We both know none of that is still there
but he’s not fazed. I have to do all the talking
for us since he’s dead. He doesn’t mind.
Never was a chatterbox. We both smell the dumplings
grandma’s cooking in the kitchen. Speckles
of blood all over the grass where we sit from
that chicken after cutting his head off.
Grandpa pulls out some ‘baccy and rolls
a cigarette, tosses me the empty pouch. Once
I had a bunch of these. Great for marbles.
Grandma sewed ‘em shut after filling with beans.
Now that he’s dead, grandpa doesn’t worry
about getting caught smoking. She disapproved
most everything except praising Jesus.
He still wears that old sweated hat
and ‘spenders to hold up his loose britches.

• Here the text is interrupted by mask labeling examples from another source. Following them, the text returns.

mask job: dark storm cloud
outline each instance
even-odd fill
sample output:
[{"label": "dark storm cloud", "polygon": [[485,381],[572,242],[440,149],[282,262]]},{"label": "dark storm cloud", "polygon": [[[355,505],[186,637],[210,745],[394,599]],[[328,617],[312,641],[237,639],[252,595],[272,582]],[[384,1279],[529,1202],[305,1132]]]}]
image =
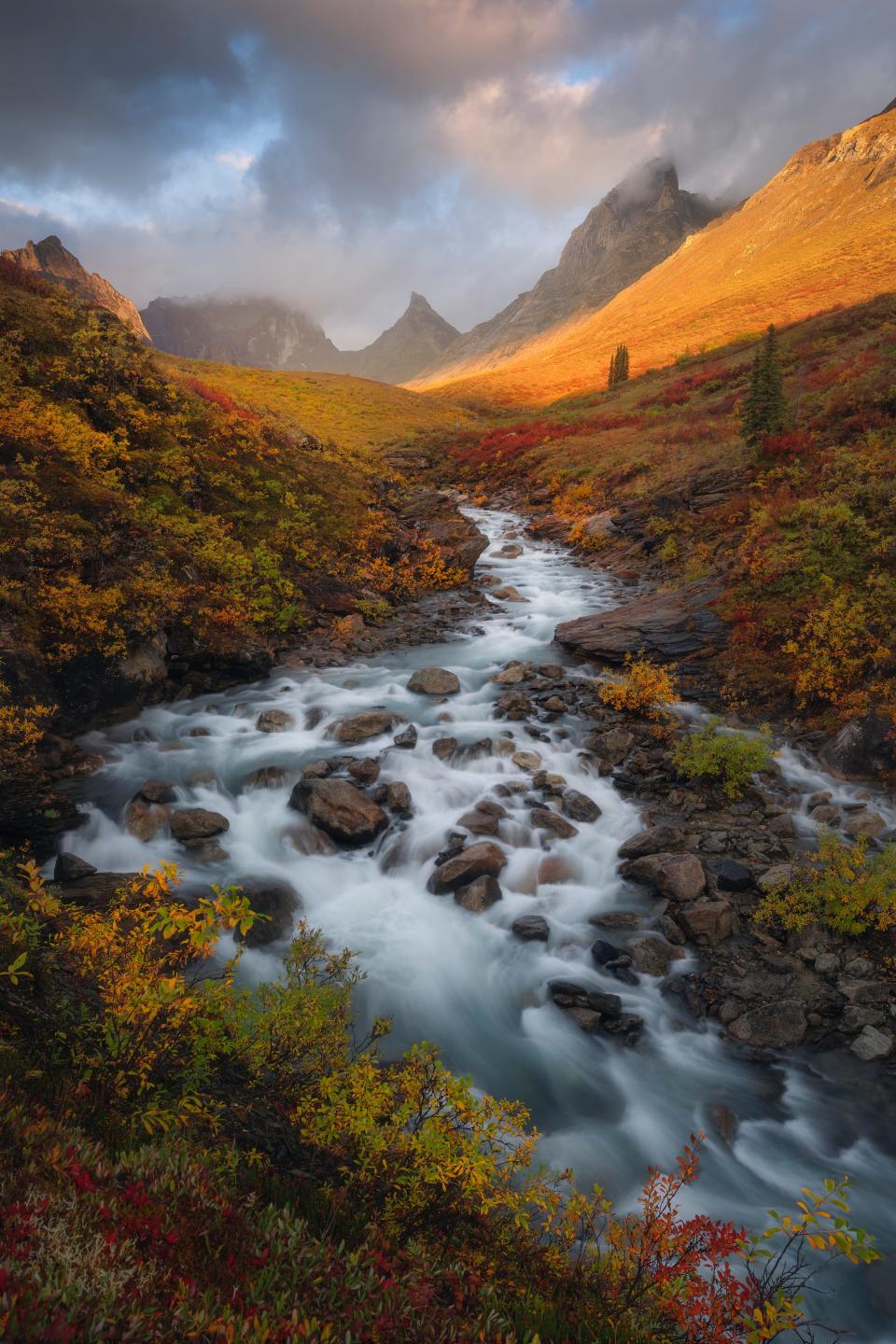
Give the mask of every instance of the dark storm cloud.
[{"label": "dark storm cloud", "polygon": [[879,110],[895,38],[892,0],[46,0],[4,15],[0,196],[138,301],[469,325],[633,164],[742,195]]}]

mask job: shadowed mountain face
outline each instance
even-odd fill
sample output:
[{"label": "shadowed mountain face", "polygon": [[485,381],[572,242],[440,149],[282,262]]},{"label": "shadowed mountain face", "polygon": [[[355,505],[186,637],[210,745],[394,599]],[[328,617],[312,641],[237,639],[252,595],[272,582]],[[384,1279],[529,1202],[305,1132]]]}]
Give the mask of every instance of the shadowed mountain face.
[{"label": "shadowed mountain face", "polygon": [[153,298],[142,319],[154,344],[172,355],[259,368],[355,374],[380,383],[414,378],[458,332],[422,294],[394,327],[364,349],[341,351],[304,313],[269,298]]},{"label": "shadowed mountain face", "polygon": [[347,351],[344,371],[383,383],[403,383],[429,364],[438,362],[453,340],[459,337],[431,308],[422,294],[411,294],[399,320],[364,349]]},{"label": "shadowed mountain face", "polygon": [[0,253],[0,257],[4,261],[15,262],[23,270],[34,271],[42,280],[63,285],[77,298],[83,298],[98,308],[107,308],[125,327],[130,328],[134,336],[138,336],[140,340],[149,340],[149,332],[130,300],[120,294],[102,276],[85,270],[78,258],[62,246],[55,234],[50,234],[39,243],[30,239],[24,247]]},{"label": "shadowed mountain face", "polygon": [[575,313],[602,308],[720,212],[705,198],[681,191],[673,165],[654,159],[588,212],[533,289],[449,345],[441,367],[506,355]]},{"label": "shadowed mountain face", "polygon": [[258,368],[341,372],[341,353],[304,313],[270,298],[153,298],[141,313],[169,355]]}]

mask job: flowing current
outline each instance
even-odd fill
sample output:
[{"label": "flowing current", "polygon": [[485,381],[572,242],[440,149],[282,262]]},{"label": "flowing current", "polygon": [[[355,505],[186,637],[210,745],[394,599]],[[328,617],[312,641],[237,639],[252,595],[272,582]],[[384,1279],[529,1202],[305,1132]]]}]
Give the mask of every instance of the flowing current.
[{"label": "flowing current", "polygon": [[[523,602],[490,597],[489,612],[447,641],[330,671],[281,669],[258,685],[156,706],[132,723],[91,734],[83,745],[107,763],[87,781],[87,821],[63,848],[103,871],[168,860],[180,866],[185,882],[289,883],[301,896],[302,917],[332,946],[357,953],[367,972],[357,992],[361,1020],[388,1015],[392,1048],[434,1040],[446,1062],[472,1074],[478,1087],[523,1099],[543,1134],[543,1160],[574,1167],[583,1183],[599,1181],[621,1207],[634,1202],[649,1165],[670,1169],[689,1134],[701,1129],[708,1138],[688,1211],[759,1227],[768,1207],[790,1210],[799,1187],[848,1172],[854,1220],[875,1231],[888,1253],[896,1247],[892,1122],[877,1098],[866,1095],[864,1066],[842,1052],[747,1063],[716,1025],[693,1021],[677,996],[664,997],[660,981],[642,976],[627,986],[594,965],[588,948],[599,930],[590,918],[650,909],[650,898],[617,875],[619,844],[643,825],[638,808],[579,758],[588,724],[560,718],[541,726],[549,741],[540,741],[527,734],[525,723],[496,720],[494,703],[505,687],[492,677],[510,660],[568,663],[551,645],[555,626],[617,605],[618,590],[560,548],[524,539],[514,516],[467,512],[492,542],[481,569],[513,585]],[[517,558],[496,554],[508,534],[519,535]],[[411,672],[431,665],[455,672],[461,692],[439,703],[408,692]],[[328,737],[336,719],[373,707],[416,724],[416,746],[394,747],[392,732],[355,747]],[[266,708],[286,710],[296,727],[257,731]],[[195,728],[207,735],[191,735]],[[461,747],[492,738],[496,751],[441,761],[433,742],[449,734]],[[510,761],[506,734],[513,750],[537,751],[544,769],[591,797],[600,817],[580,824],[570,840],[551,839],[545,851],[548,840],[532,829],[524,794],[494,793],[527,778]],[[305,853],[305,823],[287,808],[290,789],[310,761],[345,754],[380,757],[380,782],[407,784],[412,817],[394,824],[375,847]],[[844,789],[794,753],[782,765],[806,794]],[[253,771],[266,766],[286,771],[283,786],[246,788]],[[191,853],[169,835],[145,844],[125,829],[125,806],[148,778],[171,781],[180,805],[227,817],[226,860],[191,866]],[[450,896],[430,895],[426,880],[457,820],[484,798],[506,808],[496,840],[509,862],[500,879],[504,899],[470,914]],[[547,853],[563,871],[540,879]],[[545,876],[563,880],[545,883]],[[548,919],[547,943],[513,937],[510,925],[523,914]],[[610,937],[621,941],[625,933]],[[692,957],[674,970],[693,965]],[[249,950],[242,966],[255,981],[271,978],[277,954]],[[645,1020],[638,1046],[583,1034],[548,997],[547,982],[560,977],[619,993],[623,1011]],[[737,1117],[728,1142],[713,1128],[715,1107]],[[833,1297],[821,1314],[866,1344],[895,1344],[895,1263],[888,1255],[872,1270],[826,1277]]]}]

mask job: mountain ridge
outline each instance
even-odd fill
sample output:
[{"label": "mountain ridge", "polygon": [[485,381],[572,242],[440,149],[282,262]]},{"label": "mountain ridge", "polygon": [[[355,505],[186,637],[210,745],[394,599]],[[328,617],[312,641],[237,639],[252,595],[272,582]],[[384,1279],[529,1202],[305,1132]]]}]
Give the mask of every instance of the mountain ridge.
[{"label": "mountain ridge", "polygon": [[21,270],[31,271],[52,285],[62,285],[77,298],[95,304],[98,308],[106,308],[140,340],[150,340],[136,304],[132,304],[103,276],[86,270],[56,234],[47,234],[39,243],[30,238],[24,247],[0,251],[0,258],[11,261]]}]

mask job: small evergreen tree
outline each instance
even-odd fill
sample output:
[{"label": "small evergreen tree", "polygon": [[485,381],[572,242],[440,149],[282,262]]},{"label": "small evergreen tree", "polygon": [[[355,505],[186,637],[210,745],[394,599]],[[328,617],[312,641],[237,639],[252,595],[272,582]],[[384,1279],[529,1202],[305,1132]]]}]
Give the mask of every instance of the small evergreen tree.
[{"label": "small evergreen tree", "polygon": [[740,434],[744,442],[756,448],[767,434],[779,434],[783,427],[785,380],[778,336],[771,324],[752,363],[750,391],[740,413]]},{"label": "small evergreen tree", "polygon": [[625,383],[629,378],[629,347],[617,345],[615,353],[610,359],[610,376],[607,378],[607,387],[615,387],[617,383]]}]

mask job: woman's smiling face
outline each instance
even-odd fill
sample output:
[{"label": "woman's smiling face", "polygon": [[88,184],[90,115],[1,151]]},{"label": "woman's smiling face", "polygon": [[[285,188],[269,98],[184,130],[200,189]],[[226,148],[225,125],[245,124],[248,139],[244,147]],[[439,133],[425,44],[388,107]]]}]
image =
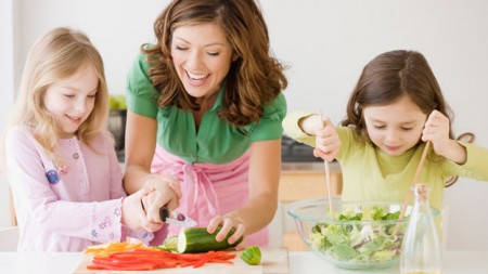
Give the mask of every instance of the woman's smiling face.
[{"label": "woman's smiling face", "polygon": [[427,119],[408,96],[385,106],[367,106],[363,116],[371,141],[390,156],[416,145]]},{"label": "woman's smiling face", "polygon": [[220,90],[232,63],[233,50],[220,26],[206,23],[176,28],[171,56],[187,92],[205,99]]}]

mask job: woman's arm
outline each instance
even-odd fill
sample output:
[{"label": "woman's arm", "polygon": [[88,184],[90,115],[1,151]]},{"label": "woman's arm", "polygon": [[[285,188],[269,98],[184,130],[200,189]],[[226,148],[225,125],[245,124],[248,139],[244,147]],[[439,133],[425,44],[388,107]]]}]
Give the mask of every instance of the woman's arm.
[{"label": "woman's arm", "polygon": [[127,112],[126,122],[126,171],[124,186],[129,194],[146,186],[154,188],[143,199],[147,223],[143,226],[155,231],[160,229],[159,208],[178,206],[179,193],[170,184],[178,184],[170,178],[151,173],[151,162],[156,148],[157,120]]},{"label": "woman's arm", "polygon": [[251,146],[249,199],[247,204],[221,218],[214,218],[209,232],[222,224],[217,239],[223,239],[234,226],[229,238],[234,243],[242,235],[255,233],[271,222],[278,208],[278,186],[281,171],[281,140],[258,141]]}]

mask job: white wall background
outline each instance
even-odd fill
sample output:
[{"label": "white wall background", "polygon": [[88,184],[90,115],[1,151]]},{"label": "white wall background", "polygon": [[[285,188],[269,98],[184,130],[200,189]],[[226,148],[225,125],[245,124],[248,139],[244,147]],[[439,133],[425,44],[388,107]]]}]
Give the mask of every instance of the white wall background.
[{"label": "white wall background", "polygon": [[[10,3],[7,8],[14,2],[2,1]],[[104,57],[110,91],[123,93],[128,66],[140,44],[153,41],[153,21],[167,2],[18,0],[13,9],[17,15],[8,19],[2,2],[0,56],[2,61],[15,56],[13,83],[9,78],[2,88],[13,94],[12,87],[18,84],[35,39],[52,27],[70,26],[90,36]],[[321,108],[338,121],[362,67],[371,58],[395,49],[418,50],[429,61],[455,112],[454,131],[475,132],[477,143],[488,147],[488,1],[261,0],[261,6],[273,51],[291,66],[285,91],[288,110]],[[14,37],[11,42],[8,38],[4,47],[4,34],[12,31]],[[18,50],[17,55],[13,49]],[[10,65],[1,68],[2,77],[3,71],[11,71]],[[9,104],[2,100],[0,109]],[[4,113],[0,115],[3,119]],[[447,191],[449,249],[488,249],[488,237],[484,236],[487,197],[488,183],[467,179]]]}]

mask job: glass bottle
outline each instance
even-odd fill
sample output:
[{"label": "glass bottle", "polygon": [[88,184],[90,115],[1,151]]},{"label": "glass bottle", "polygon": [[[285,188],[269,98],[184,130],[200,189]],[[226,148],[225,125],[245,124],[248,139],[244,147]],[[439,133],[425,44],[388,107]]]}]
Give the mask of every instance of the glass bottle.
[{"label": "glass bottle", "polygon": [[440,274],[440,243],[428,205],[429,186],[415,184],[413,192],[415,203],[401,245],[400,273]]}]

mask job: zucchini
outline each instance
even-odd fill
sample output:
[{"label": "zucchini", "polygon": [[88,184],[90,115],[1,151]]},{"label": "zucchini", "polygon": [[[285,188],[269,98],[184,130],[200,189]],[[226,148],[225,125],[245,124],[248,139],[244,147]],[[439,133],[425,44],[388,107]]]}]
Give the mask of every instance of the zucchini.
[{"label": "zucchini", "polygon": [[213,234],[209,234],[207,232],[207,227],[195,227],[181,231],[180,234],[178,234],[178,252],[200,253],[210,250],[217,251],[235,247],[236,245],[239,245],[239,243],[242,242],[243,237],[239,238],[232,245],[228,243],[229,237],[234,234],[235,229],[231,229],[231,231],[222,242],[217,242],[215,237],[217,236],[217,233],[219,233],[220,229],[221,227],[217,227],[217,230]]},{"label": "zucchini", "polygon": [[241,253],[241,259],[251,265],[258,265],[261,262],[261,250],[257,246],[246,248]]}]

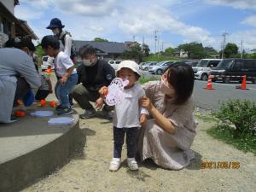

He looks comfy, at ease in his lanky frame.
Born under a flag with thirty-eight stars,
died under forty-nine, but he doesn’t talk about
the past. Wish he would. So many questions
I ask but he always uses being dead as an excuse
not to answer. Makes me dig around on my own,
in archives and gravestones and stories uncovered.
“Guess I’d better mosey on back,” he says
rising, heading for the old house, fading with
each step until only this memory remains.
Leaving me holding that draw-string muslin pouch.